Moderates Make the Majority. While the Freedom Caucus may be the loudest faction of the Republican majority, the moderates in the party secured the seats that won the chamber back for the GOP.
- House Republicans were able to take back the House of Representatives in large part thanks to flipping districts that Biden won in 2020. This was especially true in California and New York where members were able to over perform relative to the GOP’s national showing. These states alone account for nearly half of the 14 districts that voted for Biden in 2020 and a Republican representative in 2022.
- This group tends to be less interested in the culture war issues than other GOP members are pushing. They will look to focus on more traditional Republican issues and try to shift the messaging battle towards issues that they see as being of more interest to the average voter.
- Part of this group’s effort will be to seek areas of compromise with Democrats to be able to notch tangible accomplishments.

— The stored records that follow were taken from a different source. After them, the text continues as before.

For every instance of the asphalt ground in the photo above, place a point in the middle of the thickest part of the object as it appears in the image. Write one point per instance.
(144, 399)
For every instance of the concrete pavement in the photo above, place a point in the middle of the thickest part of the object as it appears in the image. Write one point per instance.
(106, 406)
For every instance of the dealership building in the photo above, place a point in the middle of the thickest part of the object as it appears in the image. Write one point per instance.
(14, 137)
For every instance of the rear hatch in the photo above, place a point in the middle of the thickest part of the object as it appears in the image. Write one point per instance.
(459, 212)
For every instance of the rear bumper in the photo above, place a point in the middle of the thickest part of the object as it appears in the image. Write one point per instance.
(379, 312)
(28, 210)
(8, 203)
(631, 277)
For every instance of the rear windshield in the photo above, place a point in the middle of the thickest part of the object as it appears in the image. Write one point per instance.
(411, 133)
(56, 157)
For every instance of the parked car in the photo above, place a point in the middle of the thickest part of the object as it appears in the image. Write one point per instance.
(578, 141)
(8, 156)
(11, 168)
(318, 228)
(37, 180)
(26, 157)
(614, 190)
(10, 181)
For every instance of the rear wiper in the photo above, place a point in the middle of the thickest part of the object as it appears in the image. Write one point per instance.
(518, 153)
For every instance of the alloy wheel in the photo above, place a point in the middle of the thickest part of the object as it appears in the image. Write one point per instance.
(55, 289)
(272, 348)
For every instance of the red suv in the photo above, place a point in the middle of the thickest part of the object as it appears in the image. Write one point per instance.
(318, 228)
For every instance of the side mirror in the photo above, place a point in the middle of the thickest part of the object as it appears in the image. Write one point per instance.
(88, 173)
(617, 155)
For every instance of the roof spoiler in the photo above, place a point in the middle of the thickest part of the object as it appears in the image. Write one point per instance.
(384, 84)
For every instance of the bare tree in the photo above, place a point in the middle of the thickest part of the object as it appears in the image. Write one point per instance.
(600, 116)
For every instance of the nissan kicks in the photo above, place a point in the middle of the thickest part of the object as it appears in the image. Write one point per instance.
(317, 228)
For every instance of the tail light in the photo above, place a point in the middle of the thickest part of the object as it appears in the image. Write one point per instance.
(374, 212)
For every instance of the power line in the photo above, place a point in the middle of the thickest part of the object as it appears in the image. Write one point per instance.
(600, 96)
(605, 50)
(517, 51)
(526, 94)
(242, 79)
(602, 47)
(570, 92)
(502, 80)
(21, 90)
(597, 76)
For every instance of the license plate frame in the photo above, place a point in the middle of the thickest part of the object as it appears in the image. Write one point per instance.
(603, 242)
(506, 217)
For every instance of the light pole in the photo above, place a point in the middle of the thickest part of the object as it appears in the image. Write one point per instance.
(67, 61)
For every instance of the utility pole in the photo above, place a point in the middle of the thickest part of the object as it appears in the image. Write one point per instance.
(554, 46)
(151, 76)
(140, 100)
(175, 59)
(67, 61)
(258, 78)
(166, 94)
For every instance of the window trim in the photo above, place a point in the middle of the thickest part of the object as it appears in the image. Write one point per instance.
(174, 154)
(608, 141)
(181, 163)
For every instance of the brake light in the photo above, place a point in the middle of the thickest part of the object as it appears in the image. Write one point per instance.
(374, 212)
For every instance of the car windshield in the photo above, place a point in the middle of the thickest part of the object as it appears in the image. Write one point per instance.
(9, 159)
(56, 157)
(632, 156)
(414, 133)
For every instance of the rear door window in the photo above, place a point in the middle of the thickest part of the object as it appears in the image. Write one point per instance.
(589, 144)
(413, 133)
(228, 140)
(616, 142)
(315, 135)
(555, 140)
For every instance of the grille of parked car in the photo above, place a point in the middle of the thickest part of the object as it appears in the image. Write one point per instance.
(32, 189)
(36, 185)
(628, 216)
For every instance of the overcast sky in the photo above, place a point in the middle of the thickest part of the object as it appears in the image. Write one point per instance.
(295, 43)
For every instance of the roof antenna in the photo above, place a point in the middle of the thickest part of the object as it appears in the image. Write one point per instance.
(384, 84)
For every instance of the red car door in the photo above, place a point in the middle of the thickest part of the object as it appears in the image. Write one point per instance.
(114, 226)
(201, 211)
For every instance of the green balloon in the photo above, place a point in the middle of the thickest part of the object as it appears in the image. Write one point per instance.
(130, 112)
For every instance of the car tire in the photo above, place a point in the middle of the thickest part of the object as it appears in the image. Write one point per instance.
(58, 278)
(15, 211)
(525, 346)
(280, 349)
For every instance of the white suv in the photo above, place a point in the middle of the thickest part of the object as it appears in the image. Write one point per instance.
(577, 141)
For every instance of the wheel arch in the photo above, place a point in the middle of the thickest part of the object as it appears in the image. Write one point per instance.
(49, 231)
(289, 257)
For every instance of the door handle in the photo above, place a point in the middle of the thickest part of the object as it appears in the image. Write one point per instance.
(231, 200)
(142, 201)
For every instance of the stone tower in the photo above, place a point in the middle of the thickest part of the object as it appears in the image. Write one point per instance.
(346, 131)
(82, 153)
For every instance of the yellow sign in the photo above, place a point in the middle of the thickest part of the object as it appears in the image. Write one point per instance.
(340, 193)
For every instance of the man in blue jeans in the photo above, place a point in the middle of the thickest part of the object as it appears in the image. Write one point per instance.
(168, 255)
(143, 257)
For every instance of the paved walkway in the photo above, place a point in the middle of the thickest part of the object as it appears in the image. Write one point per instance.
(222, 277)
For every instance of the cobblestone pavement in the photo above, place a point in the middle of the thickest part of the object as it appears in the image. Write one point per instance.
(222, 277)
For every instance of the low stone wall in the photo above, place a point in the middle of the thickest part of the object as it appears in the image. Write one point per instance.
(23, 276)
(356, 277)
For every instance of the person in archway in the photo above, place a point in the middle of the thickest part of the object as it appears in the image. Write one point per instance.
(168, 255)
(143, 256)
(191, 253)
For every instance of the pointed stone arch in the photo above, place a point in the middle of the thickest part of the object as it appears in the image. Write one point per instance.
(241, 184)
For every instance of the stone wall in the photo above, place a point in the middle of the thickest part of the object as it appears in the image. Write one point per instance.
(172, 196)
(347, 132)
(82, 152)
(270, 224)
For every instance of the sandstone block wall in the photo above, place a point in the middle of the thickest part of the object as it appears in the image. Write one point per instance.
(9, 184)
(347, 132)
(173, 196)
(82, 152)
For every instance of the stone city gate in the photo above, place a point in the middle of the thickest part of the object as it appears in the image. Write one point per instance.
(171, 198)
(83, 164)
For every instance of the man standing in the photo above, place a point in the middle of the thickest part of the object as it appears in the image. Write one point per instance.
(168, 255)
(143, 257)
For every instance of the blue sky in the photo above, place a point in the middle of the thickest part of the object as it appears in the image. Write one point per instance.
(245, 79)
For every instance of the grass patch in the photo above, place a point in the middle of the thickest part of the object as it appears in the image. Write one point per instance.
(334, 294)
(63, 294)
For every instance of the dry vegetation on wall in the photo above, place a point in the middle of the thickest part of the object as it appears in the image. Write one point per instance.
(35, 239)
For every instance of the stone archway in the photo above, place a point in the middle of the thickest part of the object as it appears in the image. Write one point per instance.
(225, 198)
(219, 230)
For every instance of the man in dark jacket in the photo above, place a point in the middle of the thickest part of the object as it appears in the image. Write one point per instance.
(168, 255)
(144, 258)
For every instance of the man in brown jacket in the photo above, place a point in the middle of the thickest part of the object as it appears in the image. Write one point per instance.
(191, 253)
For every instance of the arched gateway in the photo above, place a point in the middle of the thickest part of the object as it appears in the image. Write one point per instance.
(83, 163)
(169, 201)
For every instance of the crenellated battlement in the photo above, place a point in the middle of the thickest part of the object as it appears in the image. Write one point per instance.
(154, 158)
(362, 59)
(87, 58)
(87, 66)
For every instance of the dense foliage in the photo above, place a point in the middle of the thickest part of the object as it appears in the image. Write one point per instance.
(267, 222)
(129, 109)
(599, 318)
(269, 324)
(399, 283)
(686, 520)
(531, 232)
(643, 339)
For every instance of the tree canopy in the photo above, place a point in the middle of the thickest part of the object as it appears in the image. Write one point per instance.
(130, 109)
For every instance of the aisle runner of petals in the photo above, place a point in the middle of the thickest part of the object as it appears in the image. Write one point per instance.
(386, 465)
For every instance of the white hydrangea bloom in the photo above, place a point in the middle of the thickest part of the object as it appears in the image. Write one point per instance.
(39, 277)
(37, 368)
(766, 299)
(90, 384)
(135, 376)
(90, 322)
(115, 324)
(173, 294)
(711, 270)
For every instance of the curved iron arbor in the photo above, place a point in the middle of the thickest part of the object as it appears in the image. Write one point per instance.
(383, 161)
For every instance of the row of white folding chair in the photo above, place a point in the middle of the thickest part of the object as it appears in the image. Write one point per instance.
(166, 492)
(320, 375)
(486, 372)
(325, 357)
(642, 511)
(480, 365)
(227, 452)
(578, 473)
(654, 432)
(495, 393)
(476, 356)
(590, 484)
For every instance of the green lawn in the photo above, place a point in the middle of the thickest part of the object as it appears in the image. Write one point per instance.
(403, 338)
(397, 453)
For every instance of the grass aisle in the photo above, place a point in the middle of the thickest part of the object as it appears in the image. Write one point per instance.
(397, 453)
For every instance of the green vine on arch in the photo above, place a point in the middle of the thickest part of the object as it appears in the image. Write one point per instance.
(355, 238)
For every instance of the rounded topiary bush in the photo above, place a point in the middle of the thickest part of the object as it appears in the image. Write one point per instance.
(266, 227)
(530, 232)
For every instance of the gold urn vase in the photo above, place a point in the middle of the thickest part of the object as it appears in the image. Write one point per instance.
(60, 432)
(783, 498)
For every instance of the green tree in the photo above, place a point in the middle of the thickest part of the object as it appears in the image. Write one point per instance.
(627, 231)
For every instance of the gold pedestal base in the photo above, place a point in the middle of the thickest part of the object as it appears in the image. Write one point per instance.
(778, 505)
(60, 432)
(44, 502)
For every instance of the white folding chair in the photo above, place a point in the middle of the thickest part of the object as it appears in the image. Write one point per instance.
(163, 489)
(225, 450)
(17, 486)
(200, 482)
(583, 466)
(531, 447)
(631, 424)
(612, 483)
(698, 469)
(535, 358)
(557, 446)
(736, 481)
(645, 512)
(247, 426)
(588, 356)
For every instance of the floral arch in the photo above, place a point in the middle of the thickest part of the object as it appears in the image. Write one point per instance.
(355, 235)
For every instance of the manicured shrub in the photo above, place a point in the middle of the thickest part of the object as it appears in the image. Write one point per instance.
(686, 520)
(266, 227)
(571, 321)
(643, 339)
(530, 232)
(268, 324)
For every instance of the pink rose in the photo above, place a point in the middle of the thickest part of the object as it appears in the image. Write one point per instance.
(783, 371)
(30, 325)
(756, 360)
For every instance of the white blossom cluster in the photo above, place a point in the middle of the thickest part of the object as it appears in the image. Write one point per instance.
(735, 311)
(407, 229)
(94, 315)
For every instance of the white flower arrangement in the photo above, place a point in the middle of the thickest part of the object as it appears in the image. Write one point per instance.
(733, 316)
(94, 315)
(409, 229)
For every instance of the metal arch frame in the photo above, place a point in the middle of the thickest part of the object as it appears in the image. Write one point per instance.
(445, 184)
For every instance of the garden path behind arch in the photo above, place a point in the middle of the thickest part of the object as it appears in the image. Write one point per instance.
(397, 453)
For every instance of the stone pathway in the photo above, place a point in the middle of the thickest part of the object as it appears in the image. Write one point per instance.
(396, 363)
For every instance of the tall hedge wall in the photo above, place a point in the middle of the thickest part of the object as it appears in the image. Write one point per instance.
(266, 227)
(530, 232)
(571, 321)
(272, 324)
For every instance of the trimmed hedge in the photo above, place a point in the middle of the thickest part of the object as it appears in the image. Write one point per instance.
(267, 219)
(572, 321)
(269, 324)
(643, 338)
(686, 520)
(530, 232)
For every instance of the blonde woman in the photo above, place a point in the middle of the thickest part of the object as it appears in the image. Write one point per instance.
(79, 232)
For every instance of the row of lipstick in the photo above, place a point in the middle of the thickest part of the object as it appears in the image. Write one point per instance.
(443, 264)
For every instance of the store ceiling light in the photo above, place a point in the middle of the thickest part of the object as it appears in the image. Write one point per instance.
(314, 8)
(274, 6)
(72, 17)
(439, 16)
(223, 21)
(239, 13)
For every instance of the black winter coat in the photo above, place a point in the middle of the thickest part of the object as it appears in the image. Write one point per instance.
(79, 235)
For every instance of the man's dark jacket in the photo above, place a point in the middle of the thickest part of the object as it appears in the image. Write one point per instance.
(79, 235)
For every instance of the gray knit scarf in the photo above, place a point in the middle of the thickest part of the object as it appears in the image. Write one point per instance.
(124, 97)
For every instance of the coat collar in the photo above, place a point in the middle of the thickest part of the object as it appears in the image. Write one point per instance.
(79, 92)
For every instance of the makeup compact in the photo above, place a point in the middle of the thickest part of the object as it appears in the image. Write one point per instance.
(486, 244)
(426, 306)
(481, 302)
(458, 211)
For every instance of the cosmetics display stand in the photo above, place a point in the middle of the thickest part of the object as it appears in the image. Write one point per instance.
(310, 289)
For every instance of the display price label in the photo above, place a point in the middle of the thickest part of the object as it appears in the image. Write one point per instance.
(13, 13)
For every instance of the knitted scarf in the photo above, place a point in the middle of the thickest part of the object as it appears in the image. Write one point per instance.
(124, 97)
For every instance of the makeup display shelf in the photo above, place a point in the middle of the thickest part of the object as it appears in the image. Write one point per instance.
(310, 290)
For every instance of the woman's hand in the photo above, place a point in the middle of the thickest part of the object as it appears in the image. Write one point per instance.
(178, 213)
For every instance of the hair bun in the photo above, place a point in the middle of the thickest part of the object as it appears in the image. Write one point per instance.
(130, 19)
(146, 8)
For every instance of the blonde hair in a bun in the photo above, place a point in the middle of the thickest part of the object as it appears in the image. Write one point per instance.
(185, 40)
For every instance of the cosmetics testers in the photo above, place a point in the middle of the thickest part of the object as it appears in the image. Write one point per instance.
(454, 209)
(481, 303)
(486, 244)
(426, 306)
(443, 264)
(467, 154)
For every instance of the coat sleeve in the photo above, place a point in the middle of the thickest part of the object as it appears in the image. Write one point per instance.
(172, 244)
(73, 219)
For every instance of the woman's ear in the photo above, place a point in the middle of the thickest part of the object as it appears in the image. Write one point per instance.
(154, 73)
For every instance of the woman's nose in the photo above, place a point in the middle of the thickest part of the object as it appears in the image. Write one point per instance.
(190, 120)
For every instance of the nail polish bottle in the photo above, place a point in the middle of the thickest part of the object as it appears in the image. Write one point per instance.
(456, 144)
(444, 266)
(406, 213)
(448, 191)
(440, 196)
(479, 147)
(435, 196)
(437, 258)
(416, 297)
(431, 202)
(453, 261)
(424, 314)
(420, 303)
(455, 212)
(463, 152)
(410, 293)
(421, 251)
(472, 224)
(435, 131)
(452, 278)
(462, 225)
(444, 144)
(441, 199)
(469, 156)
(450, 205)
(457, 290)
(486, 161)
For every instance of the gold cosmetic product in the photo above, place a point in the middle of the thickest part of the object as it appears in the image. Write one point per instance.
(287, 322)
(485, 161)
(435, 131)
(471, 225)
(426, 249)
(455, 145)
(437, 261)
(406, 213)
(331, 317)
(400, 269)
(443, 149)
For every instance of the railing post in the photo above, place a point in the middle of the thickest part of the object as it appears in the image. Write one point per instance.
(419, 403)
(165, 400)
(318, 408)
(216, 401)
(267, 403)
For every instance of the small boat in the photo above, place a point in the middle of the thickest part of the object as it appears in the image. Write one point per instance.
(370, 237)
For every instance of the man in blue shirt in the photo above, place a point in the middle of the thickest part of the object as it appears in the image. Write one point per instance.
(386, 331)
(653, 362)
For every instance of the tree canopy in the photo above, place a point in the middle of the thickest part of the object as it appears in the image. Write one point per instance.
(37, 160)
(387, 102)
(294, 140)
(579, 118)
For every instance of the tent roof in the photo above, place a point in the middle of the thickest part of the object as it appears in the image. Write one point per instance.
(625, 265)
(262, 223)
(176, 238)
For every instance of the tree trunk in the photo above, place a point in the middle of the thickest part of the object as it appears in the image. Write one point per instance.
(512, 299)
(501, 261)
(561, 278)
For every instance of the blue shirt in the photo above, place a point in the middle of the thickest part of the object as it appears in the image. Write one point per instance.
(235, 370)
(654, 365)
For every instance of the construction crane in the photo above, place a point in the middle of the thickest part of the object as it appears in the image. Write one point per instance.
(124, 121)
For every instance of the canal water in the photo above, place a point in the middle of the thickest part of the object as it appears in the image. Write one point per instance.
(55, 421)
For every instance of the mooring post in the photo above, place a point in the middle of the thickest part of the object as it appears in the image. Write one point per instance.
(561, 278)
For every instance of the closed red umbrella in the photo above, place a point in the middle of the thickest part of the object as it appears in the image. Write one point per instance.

Anything meaningful that will get done in the next Congress will have to be done on a bipartisan basis and these majority makers will be crucial in those negotiations.
A Tough Road Ahead. The moderates may be McCarthy’s majority makers, but the members on his party’s right flank will make reaching deals a challenge as they look to extract concessions.
- This dynamic is already apparent in McCarthy’s efforts to be elected speaker, where he can only afford four GOP members to oppose him. The vote will be tight and if he is able to garner sufficient support in the end, he will have to make more concessions. In leadership election, 30 members voted against him and six have already said they won’t vote for him on the floor.
- Whoever wields the speaker’s gavel will have to navigate thorny “must-pass” legislation, like raising the debt ceiling to avoid a default and continuing government funding to prevent a shutdown. Following the 2010 midterms, the Tea Party was able to use these issues to score political victories and the House Freedom Caucus is looking to do the same.